Benefits and Learning Objectives
This course should enable you to:
- Discuss the main goals and important signal impairments in optical networking scenarios.
- Get an overview of promising optical modulation formats envisaged for next-generation fiber optic communications.
- Generate advanced optical modulation formats using state-of-the-art opto-electronic components.
- Explain the spectral and temporal properties of spectrally efficient formats.
- Work with optical receiver performance attributes, such as “sensitivity” and “required OSNR.”
- Discuss the trade-offs involved in optimizing high performance optical receivers.
- Recognize the interplay between modulation format, receiver design, and transmission impairments.

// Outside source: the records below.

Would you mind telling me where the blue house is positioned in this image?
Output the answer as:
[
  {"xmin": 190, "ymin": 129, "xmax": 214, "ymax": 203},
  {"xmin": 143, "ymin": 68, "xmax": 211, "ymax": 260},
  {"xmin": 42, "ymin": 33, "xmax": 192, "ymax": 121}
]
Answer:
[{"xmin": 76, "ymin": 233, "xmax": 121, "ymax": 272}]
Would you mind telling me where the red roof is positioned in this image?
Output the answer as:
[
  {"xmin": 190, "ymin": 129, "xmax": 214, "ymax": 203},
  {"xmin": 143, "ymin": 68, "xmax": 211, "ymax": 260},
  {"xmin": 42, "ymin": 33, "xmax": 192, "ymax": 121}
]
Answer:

- Get an insight into future trends regarding advanced modulation techniques and receiver concepts.
Intended Audience
This is an advanced-level course intended for a diverse audience including lightwave system engineers, opto-electronic subsystem designers, and optical filter technologists. Some basic knowledge of current optical modulation and detection technologies and techniques will help in better understanding the course. The concepts described in the course will be beneficial to the scientific community engineering next-generation optical transmission systems.
Instructor Biographies
Peter J. Winzer received his Ph.D. in electrical engineering/communications engineering from the Vienna University of Technology, Vienna, Austria, in 1998. His academic work, largely supported by the European Space Agency (ESA), was related to the analysis and modeling of space-borne Doppler wind lidar and highly sensitive free-space optical communication systems. In this context, he specialized on optical modulation formats and high-sensitivity receivers using coherent and direct detection. He continued to pursue this field of research after joining Bell Labs in November 2000, where he focused on Raman amplification, optical modulation formats, advanced receiver concepts, and digital signal processing techniques for 10, 40, and 100-Gb/s fiber-optic communication systems.
Sethumadhavan Chandrasekhar received the Ph.D. in physics from the University of Bombay, Bombay, India, in 1985. He joined Lucent Technologies, Bell Laboratories (formerly AT&T Bell Laboratories), Holmdel, New Jersey, in 1986. He has worked on III-V compound semiconductor devices such as photodetectors, heterojunction phototransistors, bipolar transitors (HBTs) and high-speed optoelectronic integrated circuits (OEICs), advanced receive-side digital signal processing, novel modulation formats and high speed DWDM optical networking systems. His current activities include ROADMs, mesh optical networking and hybrid DWDM 10G/40G/100G transmission. He is a fellow of the IEEE.